21 mar 2008

En Semana Santa podríamos dejarnos llevar por las emociones que provocan tantos gestos de devoción popular arraigados en la tradición de España: procesiones, Vía Crucis, horas santas, sermones de las siete palabras, Oficios y Monumentos eucarísticos… La muerte de Cristo no supuso el final –como debieron pensar sus once discípulos- sino el comienzo de un tiempo nuevo y apasionante –como presentía María en el fondo de su pozo de dolor-. Desde hace años relaciono este tiempo litúrgico con las palabras de un santo.
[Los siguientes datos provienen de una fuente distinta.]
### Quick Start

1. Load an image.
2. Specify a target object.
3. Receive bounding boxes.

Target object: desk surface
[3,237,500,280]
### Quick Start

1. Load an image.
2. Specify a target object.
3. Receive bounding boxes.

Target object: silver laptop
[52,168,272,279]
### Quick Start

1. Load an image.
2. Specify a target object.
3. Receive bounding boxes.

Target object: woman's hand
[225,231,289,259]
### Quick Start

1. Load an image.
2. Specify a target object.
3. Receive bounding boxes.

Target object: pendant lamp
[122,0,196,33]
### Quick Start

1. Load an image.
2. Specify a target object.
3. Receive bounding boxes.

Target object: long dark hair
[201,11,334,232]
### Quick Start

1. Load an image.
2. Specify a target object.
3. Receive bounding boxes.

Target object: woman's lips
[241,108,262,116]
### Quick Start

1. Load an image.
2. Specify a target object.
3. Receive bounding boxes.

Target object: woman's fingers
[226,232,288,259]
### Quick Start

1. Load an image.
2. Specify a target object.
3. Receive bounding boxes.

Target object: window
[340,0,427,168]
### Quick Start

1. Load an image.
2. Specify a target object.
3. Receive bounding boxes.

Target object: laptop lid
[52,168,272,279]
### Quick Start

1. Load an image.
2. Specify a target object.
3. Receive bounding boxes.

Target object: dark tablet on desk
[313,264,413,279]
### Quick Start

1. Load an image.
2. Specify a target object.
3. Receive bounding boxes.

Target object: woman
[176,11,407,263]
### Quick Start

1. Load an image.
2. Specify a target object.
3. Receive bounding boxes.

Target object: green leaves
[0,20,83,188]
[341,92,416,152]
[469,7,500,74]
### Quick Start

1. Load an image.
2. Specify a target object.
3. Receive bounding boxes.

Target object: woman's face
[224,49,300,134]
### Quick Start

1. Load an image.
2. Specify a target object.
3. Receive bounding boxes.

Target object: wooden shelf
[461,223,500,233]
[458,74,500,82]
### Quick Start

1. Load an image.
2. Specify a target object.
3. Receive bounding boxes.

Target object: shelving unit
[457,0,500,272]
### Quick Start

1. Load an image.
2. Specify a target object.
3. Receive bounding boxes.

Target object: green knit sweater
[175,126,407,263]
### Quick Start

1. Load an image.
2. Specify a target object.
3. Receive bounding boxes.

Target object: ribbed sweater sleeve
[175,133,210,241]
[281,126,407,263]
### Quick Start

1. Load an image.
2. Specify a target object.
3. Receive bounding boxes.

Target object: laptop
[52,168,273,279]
Pero no de un santo cualquiera; todavía la Iglesia no se ha pronunciado por el comienzo de su proceso de beatificación. Se trata de un santo sin peana ni novenas, sin aura de alambre alrededor de la cabeza ni plaza pública, un santo sin estampas ni devotos. Y este es el tipo de santos que a mí me gustan, los que viven con intensidad el cristianismo sin que apenas nadie se dé cuenta. Santos corrientes, de hoy en día, de esos que pagan sus impuestos y salen de vacaciones.Mi santo se llamaba Pepe Serret y era catalán, esposo enamorado de su mujer y padre de once hijos. Trabajó en una industria alimenticia y el cáncer finalizó todas las posibilidades de su gloria mundana, porque murió demasiado joven como para disfrutar de una jubilación de pagas y cruceros por el Caspio. Pepe pertenecía, además, a la familia del Opus Dei, en donde encontró un sentido trascendente a esa vida de apariencia rutinaria.

Se cuenta en el libro de su memoria (“Pepe Serret, himno a la vida”, Lluis Raventós. Ediciones Palabra) una conversación que mantuvo con sus hijos. Hablaba con ellos de estas fechas, la Semana Santa. En concreto de la angustiosa oración que Jesús mantuvo en el huerto de Getsemaní. Uno de sus pequeños no entendía el papel de los ángeles en aquellas escenas oscuras y sufrientes. “¿De qué le hablaban los ángeles a Jesús para que no se desmayara a causa del dolor?”. Pepe Serret lo tenía bien claro porque Getsemnaí había sido también escena de sus momentos particulares de oración: “Los ángeles le hablaban de ti y de mí. Y fue esa conversación amable sobre nuestra fidelidad la que mantuvo en pie a nuestro Salvador, dispuesto a pagar por todos los pecados que nos separan del Cielo”. Un pensamiento, sólo uno, para meditar a lo largo de estos días.